His response was to stare. Or glare, to be more precise—for so long I blushed. And fidgeted. Eventually, he said evenly, “Get off that stool. Now. We are leaving. Do not make me repeat myself because I am angry enough with you already. I will drag you out of here if I have to. Trust me, you won’t like the consequences.”
I gulped nervously, totally intimidated by his sudden fierceness. He meant it. I could tell he really, really did. And he wouldn’t hesitate to do what he’d said if I refused to cooperate. Part of me wanted to resist. He didn’t have any right to order me around like some rebellious kid. He didn’t own me. I was a grown woman, and I didn’t have to do anything I didn’t want to do. But the rest of me readily accepted his authority. I was on my feet and moving to the door without him needing to say another word. He had issued a command and I obeyed. I had the fleeting thought of how unlike me it was to do so but it evaporated as soon as he slammed the door shut behind us.
“Not so fast,” he snarled, snagging my arm and pinning me to the wall. “I have something to say before we go.”
He paused but I didn’t even consider protesting.

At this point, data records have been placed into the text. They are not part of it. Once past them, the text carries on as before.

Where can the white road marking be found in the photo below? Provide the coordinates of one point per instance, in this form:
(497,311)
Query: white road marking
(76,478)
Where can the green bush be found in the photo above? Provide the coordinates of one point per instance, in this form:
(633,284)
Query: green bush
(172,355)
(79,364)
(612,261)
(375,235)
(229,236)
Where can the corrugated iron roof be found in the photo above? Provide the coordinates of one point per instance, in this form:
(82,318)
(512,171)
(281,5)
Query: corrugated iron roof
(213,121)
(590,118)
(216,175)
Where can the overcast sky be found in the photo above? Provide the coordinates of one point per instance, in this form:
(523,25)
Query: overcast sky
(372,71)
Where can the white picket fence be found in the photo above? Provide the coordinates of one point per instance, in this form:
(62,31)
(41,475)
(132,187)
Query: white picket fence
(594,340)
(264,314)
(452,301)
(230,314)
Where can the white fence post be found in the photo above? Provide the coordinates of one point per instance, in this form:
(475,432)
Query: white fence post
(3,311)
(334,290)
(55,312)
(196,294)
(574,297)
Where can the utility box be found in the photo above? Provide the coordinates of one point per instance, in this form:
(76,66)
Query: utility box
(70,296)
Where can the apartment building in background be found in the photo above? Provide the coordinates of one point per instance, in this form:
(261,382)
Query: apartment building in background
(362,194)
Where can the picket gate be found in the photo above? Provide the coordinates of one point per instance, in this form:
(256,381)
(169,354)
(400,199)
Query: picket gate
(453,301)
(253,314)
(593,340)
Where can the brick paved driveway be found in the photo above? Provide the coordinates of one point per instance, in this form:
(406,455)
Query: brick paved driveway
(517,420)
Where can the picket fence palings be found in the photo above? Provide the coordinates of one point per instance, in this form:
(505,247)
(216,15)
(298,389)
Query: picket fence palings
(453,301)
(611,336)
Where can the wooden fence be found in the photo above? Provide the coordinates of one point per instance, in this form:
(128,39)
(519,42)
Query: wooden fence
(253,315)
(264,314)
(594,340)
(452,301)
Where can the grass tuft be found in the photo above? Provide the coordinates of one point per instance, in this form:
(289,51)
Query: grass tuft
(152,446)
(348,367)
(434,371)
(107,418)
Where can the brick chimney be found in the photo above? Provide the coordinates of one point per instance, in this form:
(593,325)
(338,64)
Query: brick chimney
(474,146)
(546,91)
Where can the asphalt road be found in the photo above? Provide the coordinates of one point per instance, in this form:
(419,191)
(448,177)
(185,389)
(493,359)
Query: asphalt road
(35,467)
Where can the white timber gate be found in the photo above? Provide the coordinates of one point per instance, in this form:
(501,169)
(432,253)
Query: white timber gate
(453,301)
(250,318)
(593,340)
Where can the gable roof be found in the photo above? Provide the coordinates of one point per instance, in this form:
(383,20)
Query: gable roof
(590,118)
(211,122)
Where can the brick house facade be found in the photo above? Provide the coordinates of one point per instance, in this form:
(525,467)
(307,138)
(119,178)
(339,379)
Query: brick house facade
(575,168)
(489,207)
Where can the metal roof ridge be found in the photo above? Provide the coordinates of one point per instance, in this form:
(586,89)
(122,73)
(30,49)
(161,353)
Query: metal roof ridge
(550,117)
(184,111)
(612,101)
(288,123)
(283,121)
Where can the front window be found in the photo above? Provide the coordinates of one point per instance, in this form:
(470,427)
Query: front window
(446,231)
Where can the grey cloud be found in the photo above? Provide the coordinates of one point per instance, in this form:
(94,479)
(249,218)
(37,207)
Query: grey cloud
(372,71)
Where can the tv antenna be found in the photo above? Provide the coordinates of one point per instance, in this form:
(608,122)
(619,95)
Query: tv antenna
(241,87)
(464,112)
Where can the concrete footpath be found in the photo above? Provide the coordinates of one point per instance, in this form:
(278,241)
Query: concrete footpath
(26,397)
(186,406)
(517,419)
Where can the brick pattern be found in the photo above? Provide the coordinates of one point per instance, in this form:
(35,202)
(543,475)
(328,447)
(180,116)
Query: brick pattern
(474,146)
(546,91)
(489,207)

“One, you will not do that to me again—ever. Two, what the hell were you thinking, going in a place like that alone, dressed like you are? Obviously, you weren’t thinking or you wouldn’t have, since I know you have more sense than that. Three, since you do have more sense than that, you have a lot of explaining to do for not calling us as we asked you to several times. Four, do you have any idea how lucky you are that I found you when I did? Do you know what could have happened if I hadn’t?”
I was sobbing. He was so furious, though I sensed it was not entirely for the mess I’d let myself get into. No, some of his anger was from his genuine concern for me. “I’m sorry,” I managed. It was lame but all I could think of to say at the moment.
“I know you are,” he said, softening somewhat and pulling me into his arms. He held me until I was cried out, whispering soothing nothings that I couldn’t really hear. It was more the sound of his voice rumbling in his chest, the warmth radiating from him and the strength of his embrace that calmed me than the actual words. He dried my cheeks with his palms and kissed me gently before separating himself from me. “You’re safe now. You definitely deserve to be punished but I’m still too pissed to make any decisions on that now.” I blinked, accepting without understanding his meaning. “Give me your keys.”